Hydrogen trapping and embrittlement in high-strength Al-alloys

TL;DR

This study combines atomic-scale analysis and ab-initio calculations to understand hydrogen trapping in high-strength Al-alloys, revealing mechanisms that influence embrittlement and guiding improved alloy design.

Contribution

It provides the first near-atomic scale analysis of hydrogen in Al-alloys and links atomic observations with computational models to elucidate embrittlement mechanisms.

Findings

Hydrogen co-segregation at grain boundaries promotes decohesion.

Hydrogen trapping in second-phase particles prevents matrix embrittlement.

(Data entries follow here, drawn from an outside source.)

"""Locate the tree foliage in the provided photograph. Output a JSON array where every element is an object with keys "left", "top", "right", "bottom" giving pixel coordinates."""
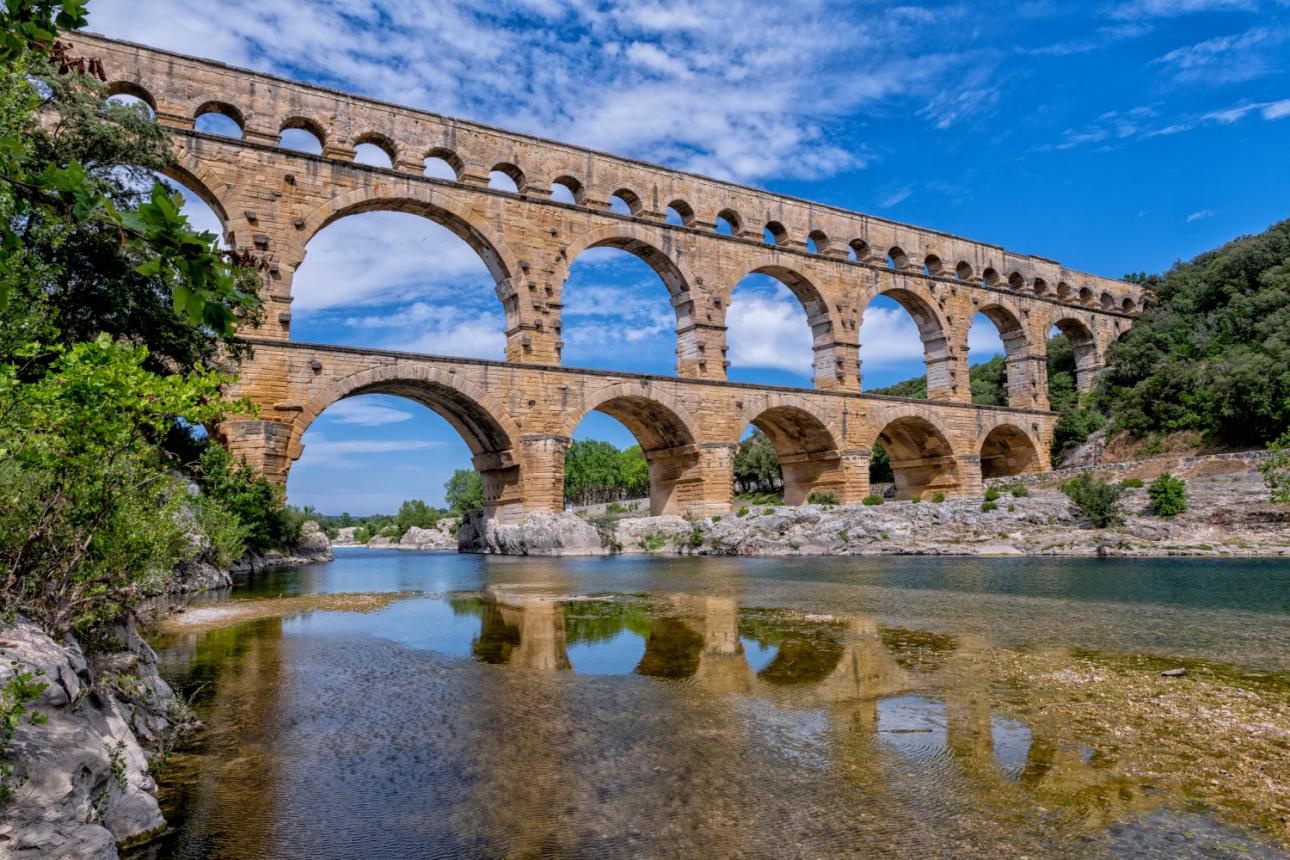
[
  {"left": 1147, "top": 473, "right": 1187, "bottom": 517},
  {"left": 0, "top": 337, "right": 235, "bottom": 638},
  {"left": 194, "top": 444, "right": 297, "bottom": 553},
  {"left": 395, "top": 498, "right": 440, "bottom": 533},
  {"left": 1060, "top": 473, "right": 1124, "bottom": 528},
  {"left": 1260, "top": 430, "right": 1290, "bottom": 504},
  {"left": 563, "top": 439, "right": 649, "bottom": 506},
  {"left": 444, "top": 469, "right": 484, "bottom": 515},
  {"left": 1097, "top": 221, "right": 1290, "bottom": 445},
  {"left": 733, "top": 430, "right": 781, "bottom": 495}
]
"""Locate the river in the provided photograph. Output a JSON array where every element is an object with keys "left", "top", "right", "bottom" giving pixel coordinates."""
[{"left": 131, "top": 550, "right": 1290, "bottom": 858}]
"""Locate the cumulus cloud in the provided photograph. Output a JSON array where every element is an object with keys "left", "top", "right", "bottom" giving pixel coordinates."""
[
  {"left": 297, "top": 434, "right": 442, "bottom": 468},
  {"left": 322, "top": 399, "right": 415, "bottom": 426},
  {"left": 87, "top": 0, "right": 1016, "bottom": 184},
  {"left": 726, "top": 286, "right": 813, "bottom": 376}
]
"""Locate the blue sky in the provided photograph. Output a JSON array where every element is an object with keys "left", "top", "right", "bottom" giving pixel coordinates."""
[{"left": 93, "top": 0, "right": 1290, "bottom": 513}]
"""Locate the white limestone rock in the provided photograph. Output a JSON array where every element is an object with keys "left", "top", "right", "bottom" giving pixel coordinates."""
[{"left": 458, "top": 510, "right": 607, "bottom": 556}]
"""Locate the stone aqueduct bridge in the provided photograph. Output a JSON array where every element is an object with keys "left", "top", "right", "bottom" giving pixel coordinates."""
[{"left": 82, "top": 34, "right": 1149, "bottom": 521}]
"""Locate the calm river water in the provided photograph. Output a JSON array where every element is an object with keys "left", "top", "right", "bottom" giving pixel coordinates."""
[{"left": 133, "top": 550, "right": 1290, "bottom": 859}]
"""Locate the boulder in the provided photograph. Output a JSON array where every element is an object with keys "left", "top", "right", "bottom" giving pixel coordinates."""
[
  {"left": 333, "top": 526, "right": 360, "bottom": 545},
  {"left": 294, "top": 521, "right": 333, "bottom": 561},
  {"left": 0, "top": 619, "right": 166, "bottom": 858},
  {"left": 398, "top": 521, "right": 457, "bottom": 551},
  {"left": 458, "top": 510, "right": 607, "bottom": 556}
]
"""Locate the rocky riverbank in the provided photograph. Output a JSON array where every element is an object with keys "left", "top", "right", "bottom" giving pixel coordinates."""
[
  {"left": 0, "top": 521, "right": 332, "bottom": 859},
  {"left": 332, "top": 518, "right": 460, "bottom": 551},
  {"left": 461, "top": 459, "right": 1290, "bottom": 558}
]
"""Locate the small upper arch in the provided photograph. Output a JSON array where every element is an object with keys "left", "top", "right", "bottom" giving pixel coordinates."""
[
  {"left": 955, "top": 261, "right": 975, "bottom": 281},
  {"left": 924, "top": 254, "right": 944, "bottom": 276},
  {"left": 764, "top": 220, "right": 789, "bottom": 246},
  {"left": 550, "top": 174, "right": 584, "bottom": 204},
  {"left": 887, "top": 246, "right": 909, "bottom": 270},
  {"left": 106, "top": 80, "right": 156, "bottom": 112},
  {"left": 1008, "top": 271, "right": 1026, "bottom": 291},
  {"left": 715, "top": 208, "right": 741, "bottom": 235},
  {"left": 488, "top": 161, "right": 525, "bottom": 193},
  {"left": 807, "top": 230, "right": 830, "bottom": 254},
  {"left": 665, "top": 199, "right": 695, "bottom": 226},
  {"left": 848, "top": 239, "right": 870, "bottom": 262},
  {"left": 424, "top": 146, "right": 463, "bottom": 180},
  {"left": 193, "top": 100, "right": 244, "bottom": 137},
  {"left": 610, "top": 187, "right": 643, "bottom": 216},
  {"left": 353, "top": 132, "right": 397, "bottom": 167}
]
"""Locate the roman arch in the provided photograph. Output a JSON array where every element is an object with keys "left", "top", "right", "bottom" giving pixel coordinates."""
[{"left": 79, "top": 33, "right": 1149, "bottom": 520}]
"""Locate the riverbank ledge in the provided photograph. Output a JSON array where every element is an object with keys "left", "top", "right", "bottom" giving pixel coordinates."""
[
  {"left": 460, "top": 462, "right": 1290, "bottom": 557},
  {"left": 0, "top": 618, "right": 176, "bottom": 859}
]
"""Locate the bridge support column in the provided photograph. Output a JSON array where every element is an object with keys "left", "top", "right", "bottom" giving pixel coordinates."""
[
  {"left": 956, "top": 454, "right": 984, "bottom": 497},
  {"left": 1006, "top": 353, "right": 1050, "bottom": 410},
  {"left": 517, "top": 435, "right": 570, "bottom": 514},
  {"left": 647, "top": 443, "right": 733, "bottom": 517},
  {"left": 1074, "top": 360, "right": 1104, "bottom": 394},
  {"left": 925, "top": 337, "right": 970, "bottom": 402},
  {"left": 220, "top": 419, "right": 294, "bottom": 484},
  {"left": 473, "top": 450, "right": 526, "bottom": 524},
  {"left": 676, "top": 322, "right": 727, "bottom": 380},
  {"left": 813, "top": 341, "right": 861, "bottom": 392},
  {"left": 836, "top": 449, "right": 872, "bottom": 504}
]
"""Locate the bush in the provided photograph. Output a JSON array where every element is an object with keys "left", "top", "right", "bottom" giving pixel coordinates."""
[
  {"left": 444, "top": 469, "right": 484, "bottom": 515},
  {"left": 352, "top": 525, "right": 371, "bottom": 544},
  {"left": 196, "top": 500, "right": 248, "bottom": 569},
  {"left": 862, "top": 495, "right": 884, "bottom": 506},
  {"left": 911, "top": 495, "right": 921, "bottom": 504},
  {"left": 737, "top": 506, "right": 750, "bottom": 518},
  {"left": 1261, "top": 430, "right": 1290, "bottom": 504},
  {"left": 196, "top": 443, "right": 297, "bottom": 552},
  {"left": 981, "top": 501, "right": 999, "bottom": 512},
  {"left": 1148, "top": 473, "right": 1188, "bottom": 517},
  {"left": 1121, "top": 477, "right": 1145, "bottom": 489},
  {"left": 984, "top": 487, "right": 1001, "bottom": 502},
  {"left": 807, "top": 491, "right": 839, "bottom": 506},
  {"left": 1061, "top": 473, "right": 1125, "bottom": 528},
  {"left": 931, "top": 492, "right": 945, "bottom": 503},
  {"left": 1008, "top": 483, "right": 1029, "bottom": 498}
]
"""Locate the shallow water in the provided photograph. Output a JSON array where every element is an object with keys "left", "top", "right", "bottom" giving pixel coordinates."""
[{"left": 134, "top": 550, "right": 1290, "bottom": 858}]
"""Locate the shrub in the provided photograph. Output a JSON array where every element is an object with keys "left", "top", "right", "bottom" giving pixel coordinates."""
[
  {"left": 932, "top": 492, "right": 945, "bottom": 503},
  {"left": 762, "top": 507, "right": 775, "bottom": 516},
  {"left": 1008, "top": 483, "right": 1029, "bottom": 498},
  {"left": 981, "top": 501, "right": 999, "bottom": 512},
  {"left": 1007, "top": 503, "right": 1016, "bottom": 512},
  {"left": 862, "top": 495, "right": 884, "bottom": 506},
  {"left": 984, "top": 487, "right": 1001, "bottom": 502},
  {"left": 911, "top": 495, "right": 921, "bottom": 504},
  {"left": 737, "top": 506, "right": 750, "bottom": 518},
  {"left": 352, "top": 525, "right": 371, "bottom": 544},
  {"left": 197, "top": 443, "right": 298, "bottom": 551},
  {"left": 197, "top": 500, "right": 248, "bottom": 569},
  {"left": 688, "top": 525, "right": 704, "bottom": 548},
  {"left": 1061, "top": 473, "right": 1125, "bottom": 528},
  {"left": 807, "top": 491, "right": 840, "bottom": 506},
  {"left": 1148, "top": 473, "right": 1188, "bottom": 517},
  {"left": 1121, "top": 477, "right": 1145, "bottom": 489},
  {"left": 1261, "top": 430, "right": 1290, "bottom": 504},
  {"left": 711, "top": 515, "right": 722, "bottom": 524}
]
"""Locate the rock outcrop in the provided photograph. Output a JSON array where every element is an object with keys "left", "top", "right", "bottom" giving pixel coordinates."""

Insights guide new alloy design strategies to mitigate hydrogen embrittlement.

Abstract

Ever more stringent regulations on greenhouse gas emissions from transportation motivate efforts to revisit materials used for vehicles. High-strength Al-alloys often used in aircrafts could help reduce the weight of automobiles, but are susceptible to environmental degradation. Hydrogen (H) "embrittlement" is often pointed as the main culprit, however, the mechanisms underpinning failure are elusive: atomic-scale analysis of H inside an alloy remains a challenge, and this prevents deploying alloy design strategies to enhance the materials' durability. Here we successfully performed near-atomic scale analysis of H trapped in second-phase particles and at grain boundaries in a high-strength 7xxx Al-alloy. We used these observations to guide atomistic ab-initio calculations which show that the co-segregation of alloying elements and H favours grain boundary decohesion, while the strong partitioning of H into the second-phases removes solute H from the matrix, hence preventing H-embrittlement. Our insights further advance the mechanistic understanding of H-assisted embrittlement in Al-alloys, emphasizing the role of H-traps in retarding cracking and guiding new alloy design.